Wilkes asked the notary to meet him at a hospital because his son was very ill. He told her that his son was near death and the wife refused to leave his bedside.
The notary allowed him to take the documents inside the hospital, and he returned with what he purported to be his wife’s signature on the note.
Johnston found that neither the wife nor the child were ever at the hospital.
The wife did not know anything about the loans until October 2008, when she received a call from a creditor.
Wilkes told her that he had been the victim of identity theft, and the wife at first believed him.
Another call prompted her to run a credit report and a title examination which, Johnston wrote, “gave her some idea of the enormity of what he had done. Searches of the house and his computer yielded other information, including pictures of him and women with whom had had apparently been associating.”
Johnston said it is not known what Wilkes did with the money, but some of it apparently went into his online trading and another large portion went to Las Vegas casinos.
Bank of America and SunTrust abandoned their claims on the house once they learned that it was held as tenants by the entirety and not by Wilkes individually.

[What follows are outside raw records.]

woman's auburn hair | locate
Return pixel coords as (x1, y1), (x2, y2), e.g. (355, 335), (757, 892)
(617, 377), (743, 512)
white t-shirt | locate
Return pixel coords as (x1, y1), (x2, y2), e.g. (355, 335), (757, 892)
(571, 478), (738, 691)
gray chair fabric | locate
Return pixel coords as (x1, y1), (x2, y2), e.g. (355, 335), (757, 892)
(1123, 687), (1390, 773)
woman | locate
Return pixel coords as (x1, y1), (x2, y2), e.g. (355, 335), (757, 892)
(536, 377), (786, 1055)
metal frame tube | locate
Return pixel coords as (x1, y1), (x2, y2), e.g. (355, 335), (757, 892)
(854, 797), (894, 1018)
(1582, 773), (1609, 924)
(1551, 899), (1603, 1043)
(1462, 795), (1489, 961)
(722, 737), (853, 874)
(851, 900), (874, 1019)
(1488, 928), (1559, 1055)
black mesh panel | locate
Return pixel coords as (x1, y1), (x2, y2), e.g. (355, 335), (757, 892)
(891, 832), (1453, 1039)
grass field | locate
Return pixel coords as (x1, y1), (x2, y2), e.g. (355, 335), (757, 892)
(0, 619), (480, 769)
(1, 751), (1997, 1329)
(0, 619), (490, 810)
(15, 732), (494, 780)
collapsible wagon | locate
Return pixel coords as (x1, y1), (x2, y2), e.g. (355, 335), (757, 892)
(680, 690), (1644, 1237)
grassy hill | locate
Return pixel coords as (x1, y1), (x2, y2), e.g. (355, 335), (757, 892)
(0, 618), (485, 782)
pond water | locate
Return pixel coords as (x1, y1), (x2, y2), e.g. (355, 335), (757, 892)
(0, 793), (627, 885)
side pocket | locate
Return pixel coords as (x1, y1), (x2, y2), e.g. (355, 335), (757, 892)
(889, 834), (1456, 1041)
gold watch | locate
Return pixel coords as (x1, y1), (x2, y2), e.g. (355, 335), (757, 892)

Bazaz said the Bank of New York has filed a notice of appeal with the Supreme Court of Virginia.
Among its contentions are that Wilkes fraudulently conveyed the house to the wife after she filed for divorce.
Johnston said the conveyance did not put the bank in any worse position because the house was held as tenants by the entirety before the transfer, a status that protected her from claims by individual creditors of her husband.
Bazaz said Mrs. Wilkes has moved to West Virginia to be closer to family and is working as a school counselor.
The house is being rented and is on the market for $375,000. With the collapse of the Northern Virginia housing market, the word from those who have expressed an interest in the dwelling is that the price is too high, Bazaz said.